In concreto, il provvedimento può vietare ad un padre indagato di maltrattamenti in famiglia, a cui abbia assistito il figlio,  di avvicinarsi ai luoghi frequentati dal minore (abitazione, scuola, parchi ecc.), di comunicare con lui o di usare intermediari.  L’obiettivo primario è quello di tutelare il minore che sia stato vittima o testimone della violenza. 

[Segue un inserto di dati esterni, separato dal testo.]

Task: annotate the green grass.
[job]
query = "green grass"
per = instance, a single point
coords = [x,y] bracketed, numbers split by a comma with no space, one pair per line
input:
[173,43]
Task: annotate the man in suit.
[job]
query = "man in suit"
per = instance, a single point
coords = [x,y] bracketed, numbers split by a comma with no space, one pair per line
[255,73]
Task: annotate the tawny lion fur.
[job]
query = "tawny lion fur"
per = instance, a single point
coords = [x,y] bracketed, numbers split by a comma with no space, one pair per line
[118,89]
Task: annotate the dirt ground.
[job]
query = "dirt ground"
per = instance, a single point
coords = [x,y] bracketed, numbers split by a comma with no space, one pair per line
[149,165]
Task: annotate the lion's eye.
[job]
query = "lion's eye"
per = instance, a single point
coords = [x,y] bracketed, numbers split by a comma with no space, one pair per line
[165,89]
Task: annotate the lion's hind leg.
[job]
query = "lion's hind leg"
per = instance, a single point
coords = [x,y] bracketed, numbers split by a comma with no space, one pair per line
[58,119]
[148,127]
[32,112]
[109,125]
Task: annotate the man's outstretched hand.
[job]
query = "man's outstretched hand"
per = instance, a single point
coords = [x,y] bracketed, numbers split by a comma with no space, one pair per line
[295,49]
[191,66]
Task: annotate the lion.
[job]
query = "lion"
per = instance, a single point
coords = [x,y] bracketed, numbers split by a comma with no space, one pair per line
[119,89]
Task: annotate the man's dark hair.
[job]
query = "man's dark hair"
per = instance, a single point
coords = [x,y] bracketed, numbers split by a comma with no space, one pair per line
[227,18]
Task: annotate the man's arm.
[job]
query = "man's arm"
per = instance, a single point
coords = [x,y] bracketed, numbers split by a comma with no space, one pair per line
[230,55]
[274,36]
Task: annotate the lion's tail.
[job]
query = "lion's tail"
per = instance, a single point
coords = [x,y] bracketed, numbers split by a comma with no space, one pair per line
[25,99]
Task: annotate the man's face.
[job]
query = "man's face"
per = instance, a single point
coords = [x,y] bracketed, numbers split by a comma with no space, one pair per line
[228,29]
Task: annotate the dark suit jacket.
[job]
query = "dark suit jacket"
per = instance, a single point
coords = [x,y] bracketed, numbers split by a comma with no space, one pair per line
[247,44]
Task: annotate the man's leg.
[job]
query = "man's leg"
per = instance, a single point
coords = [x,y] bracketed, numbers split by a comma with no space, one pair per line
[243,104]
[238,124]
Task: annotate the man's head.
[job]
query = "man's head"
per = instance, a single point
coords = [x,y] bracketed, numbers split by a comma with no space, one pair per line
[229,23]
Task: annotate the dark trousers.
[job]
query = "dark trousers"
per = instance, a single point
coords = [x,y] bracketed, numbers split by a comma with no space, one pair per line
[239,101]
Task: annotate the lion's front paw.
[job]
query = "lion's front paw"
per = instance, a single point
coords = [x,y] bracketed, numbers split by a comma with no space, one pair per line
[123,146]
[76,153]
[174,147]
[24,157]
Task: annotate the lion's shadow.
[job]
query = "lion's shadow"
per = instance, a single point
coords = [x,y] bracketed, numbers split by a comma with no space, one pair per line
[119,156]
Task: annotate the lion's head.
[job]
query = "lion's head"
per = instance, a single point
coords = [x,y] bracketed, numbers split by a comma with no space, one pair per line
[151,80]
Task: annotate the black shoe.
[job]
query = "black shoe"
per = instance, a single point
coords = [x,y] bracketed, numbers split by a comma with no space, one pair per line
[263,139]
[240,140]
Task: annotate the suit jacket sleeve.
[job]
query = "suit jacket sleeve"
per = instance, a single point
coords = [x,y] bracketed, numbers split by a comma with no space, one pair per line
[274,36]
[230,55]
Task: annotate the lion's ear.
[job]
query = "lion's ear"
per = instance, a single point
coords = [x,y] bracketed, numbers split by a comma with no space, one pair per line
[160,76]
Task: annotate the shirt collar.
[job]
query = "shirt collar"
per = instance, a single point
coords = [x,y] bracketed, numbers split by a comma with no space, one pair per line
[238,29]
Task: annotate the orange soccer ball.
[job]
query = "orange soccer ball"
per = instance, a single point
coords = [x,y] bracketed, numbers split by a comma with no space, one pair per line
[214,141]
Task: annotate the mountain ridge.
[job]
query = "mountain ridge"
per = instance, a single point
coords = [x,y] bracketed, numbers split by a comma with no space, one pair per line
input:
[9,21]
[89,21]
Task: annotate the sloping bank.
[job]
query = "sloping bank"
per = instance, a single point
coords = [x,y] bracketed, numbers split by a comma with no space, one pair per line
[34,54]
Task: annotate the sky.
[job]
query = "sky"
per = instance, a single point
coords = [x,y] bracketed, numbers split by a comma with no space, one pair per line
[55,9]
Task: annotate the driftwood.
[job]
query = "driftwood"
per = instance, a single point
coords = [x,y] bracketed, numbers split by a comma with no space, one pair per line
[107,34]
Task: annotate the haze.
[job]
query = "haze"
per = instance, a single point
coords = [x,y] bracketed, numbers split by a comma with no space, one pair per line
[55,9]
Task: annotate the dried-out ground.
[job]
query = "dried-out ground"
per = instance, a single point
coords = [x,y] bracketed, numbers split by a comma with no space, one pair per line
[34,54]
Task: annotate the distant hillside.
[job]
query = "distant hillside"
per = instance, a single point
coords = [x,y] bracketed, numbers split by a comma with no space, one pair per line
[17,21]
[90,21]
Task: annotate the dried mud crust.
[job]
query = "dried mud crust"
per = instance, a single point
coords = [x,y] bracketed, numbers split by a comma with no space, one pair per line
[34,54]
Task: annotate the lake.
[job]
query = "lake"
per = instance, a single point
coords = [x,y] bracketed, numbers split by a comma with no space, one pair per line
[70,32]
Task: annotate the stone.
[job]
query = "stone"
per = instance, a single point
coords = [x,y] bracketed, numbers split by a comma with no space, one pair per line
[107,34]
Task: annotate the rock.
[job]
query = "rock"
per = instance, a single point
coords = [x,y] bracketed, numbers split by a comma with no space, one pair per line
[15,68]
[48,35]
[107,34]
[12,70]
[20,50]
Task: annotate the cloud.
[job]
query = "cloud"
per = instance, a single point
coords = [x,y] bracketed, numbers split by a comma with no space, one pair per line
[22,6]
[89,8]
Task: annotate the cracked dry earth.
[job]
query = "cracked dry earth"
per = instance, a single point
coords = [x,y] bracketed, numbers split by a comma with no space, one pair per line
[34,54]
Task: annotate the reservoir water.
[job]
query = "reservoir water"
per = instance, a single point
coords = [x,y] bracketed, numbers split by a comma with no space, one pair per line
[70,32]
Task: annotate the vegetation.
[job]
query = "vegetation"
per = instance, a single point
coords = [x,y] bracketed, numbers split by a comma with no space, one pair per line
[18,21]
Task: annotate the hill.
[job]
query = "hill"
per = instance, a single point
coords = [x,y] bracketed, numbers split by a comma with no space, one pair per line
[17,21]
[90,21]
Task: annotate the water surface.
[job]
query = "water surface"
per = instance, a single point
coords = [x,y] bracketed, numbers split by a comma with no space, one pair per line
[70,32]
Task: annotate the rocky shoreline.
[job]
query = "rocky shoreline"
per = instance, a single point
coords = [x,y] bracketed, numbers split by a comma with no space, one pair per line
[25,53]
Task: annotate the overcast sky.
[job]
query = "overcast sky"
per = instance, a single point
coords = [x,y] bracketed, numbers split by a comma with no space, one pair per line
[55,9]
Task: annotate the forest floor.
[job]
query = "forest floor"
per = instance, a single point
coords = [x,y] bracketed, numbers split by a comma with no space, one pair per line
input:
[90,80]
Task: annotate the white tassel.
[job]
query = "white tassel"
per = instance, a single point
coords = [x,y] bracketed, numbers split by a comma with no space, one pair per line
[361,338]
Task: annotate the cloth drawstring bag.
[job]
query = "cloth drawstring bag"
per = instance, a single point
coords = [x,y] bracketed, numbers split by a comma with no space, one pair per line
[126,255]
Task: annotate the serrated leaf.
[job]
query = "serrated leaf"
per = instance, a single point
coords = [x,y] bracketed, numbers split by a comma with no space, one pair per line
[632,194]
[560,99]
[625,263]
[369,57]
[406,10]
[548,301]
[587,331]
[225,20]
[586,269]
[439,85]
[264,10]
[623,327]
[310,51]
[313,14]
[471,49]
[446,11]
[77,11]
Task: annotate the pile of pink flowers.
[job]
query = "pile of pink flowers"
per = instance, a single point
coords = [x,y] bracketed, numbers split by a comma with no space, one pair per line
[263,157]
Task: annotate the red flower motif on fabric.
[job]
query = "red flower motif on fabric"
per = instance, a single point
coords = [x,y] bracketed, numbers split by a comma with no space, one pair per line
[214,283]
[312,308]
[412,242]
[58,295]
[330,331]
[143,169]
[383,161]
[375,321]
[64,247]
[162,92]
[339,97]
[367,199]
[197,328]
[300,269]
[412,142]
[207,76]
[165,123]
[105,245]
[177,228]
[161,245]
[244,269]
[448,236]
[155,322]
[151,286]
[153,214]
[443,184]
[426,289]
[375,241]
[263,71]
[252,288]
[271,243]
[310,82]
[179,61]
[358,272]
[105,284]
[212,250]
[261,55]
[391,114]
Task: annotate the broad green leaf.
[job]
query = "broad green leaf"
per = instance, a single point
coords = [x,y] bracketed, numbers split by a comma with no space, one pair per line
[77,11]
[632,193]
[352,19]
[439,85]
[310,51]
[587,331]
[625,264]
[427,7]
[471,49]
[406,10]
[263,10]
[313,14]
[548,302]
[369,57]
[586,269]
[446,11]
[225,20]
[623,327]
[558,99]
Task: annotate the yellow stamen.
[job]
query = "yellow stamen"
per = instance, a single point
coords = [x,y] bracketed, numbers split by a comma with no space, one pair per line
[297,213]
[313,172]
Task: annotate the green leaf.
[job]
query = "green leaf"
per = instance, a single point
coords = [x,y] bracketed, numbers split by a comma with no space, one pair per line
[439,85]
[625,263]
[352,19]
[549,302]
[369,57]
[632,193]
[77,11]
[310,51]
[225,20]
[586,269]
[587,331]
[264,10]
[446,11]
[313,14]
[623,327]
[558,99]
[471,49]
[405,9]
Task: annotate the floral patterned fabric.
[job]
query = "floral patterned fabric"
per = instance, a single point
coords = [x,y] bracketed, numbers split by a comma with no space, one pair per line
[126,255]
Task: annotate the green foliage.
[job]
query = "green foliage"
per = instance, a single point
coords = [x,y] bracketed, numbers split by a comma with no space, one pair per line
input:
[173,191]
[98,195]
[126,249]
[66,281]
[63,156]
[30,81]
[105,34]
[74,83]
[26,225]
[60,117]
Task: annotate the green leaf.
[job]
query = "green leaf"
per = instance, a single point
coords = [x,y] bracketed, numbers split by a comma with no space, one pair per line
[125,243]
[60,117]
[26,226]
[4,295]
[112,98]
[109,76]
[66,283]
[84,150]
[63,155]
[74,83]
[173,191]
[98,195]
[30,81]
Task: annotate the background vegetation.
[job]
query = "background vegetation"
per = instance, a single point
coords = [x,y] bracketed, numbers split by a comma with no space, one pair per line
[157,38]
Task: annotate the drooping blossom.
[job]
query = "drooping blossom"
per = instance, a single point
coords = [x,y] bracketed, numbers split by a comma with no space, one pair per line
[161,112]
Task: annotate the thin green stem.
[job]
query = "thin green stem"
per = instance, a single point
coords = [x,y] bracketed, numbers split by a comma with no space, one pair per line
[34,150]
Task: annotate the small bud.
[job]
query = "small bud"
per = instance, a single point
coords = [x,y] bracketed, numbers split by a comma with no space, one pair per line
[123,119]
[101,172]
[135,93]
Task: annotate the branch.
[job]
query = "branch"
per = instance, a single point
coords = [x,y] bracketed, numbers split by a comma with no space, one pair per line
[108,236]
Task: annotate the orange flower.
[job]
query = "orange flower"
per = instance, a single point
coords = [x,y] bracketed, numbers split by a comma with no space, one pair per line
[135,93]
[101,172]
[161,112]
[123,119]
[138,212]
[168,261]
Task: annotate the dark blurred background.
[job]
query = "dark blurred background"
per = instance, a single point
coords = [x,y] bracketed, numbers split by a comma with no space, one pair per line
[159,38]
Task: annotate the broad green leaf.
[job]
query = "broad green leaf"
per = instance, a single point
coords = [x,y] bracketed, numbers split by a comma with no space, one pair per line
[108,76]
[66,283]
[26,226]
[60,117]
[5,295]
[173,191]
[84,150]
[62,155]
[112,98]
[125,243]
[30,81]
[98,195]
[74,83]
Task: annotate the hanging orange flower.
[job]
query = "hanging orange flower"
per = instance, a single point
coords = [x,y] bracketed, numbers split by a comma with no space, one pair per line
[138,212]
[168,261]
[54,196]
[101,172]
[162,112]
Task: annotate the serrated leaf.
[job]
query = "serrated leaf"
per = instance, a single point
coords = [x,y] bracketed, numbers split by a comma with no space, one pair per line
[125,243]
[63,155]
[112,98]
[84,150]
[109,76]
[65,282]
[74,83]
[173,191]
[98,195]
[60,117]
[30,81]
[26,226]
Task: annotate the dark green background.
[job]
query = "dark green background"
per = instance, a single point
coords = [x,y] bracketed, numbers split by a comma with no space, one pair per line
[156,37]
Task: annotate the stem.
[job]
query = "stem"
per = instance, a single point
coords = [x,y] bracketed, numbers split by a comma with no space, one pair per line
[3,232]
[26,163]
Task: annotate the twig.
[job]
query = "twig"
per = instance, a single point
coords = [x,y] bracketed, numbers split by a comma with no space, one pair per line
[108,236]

2. Il diritto di visita del genitore separato

Nel diritto civile, in caso di separazione o divorzio, è riconosciuto al genitore non collocatario il diritto di visita al figlio minore, spesso regolato dal tribunale civile nell’interesse del bambino. Questa misura mira a salvaguardare il legame genitoriale, bilanciando i diritti di entrambi i genitori.

Tuttavia, secondo la Cassazione, questo diritto non è assoluto, ma deve cedere di fronte alla necessità di tutelare il minore che sia stato vittima dei maltrattamenti, anche nel caso in cui non siano a lui diretti ma vi abbia assistito.  

La tutela del minore è prioritaria e superiore anche al diritto di visita. 


3. La sentenza n. 19483/2025: i punti salienti

  • Si conferma che il minore vittima diretta o testimone di maltrattamenti è qualificato come “persona offesa” dal reato, giustificando una tutela penale più incisiva .
  • Il Giudice penale può pertanto adottare misure cautelari che siano, astrattamente, in contrasto con il provvedimento civile che dispone il diritto di visita, laddove queste siano ritenute necessarie per proteggere il minore.
  • La tutela del minore è prioritaria e superiore, in un’ottica di bilanciamento di diritti, rispetto al diritto di visita del genitore.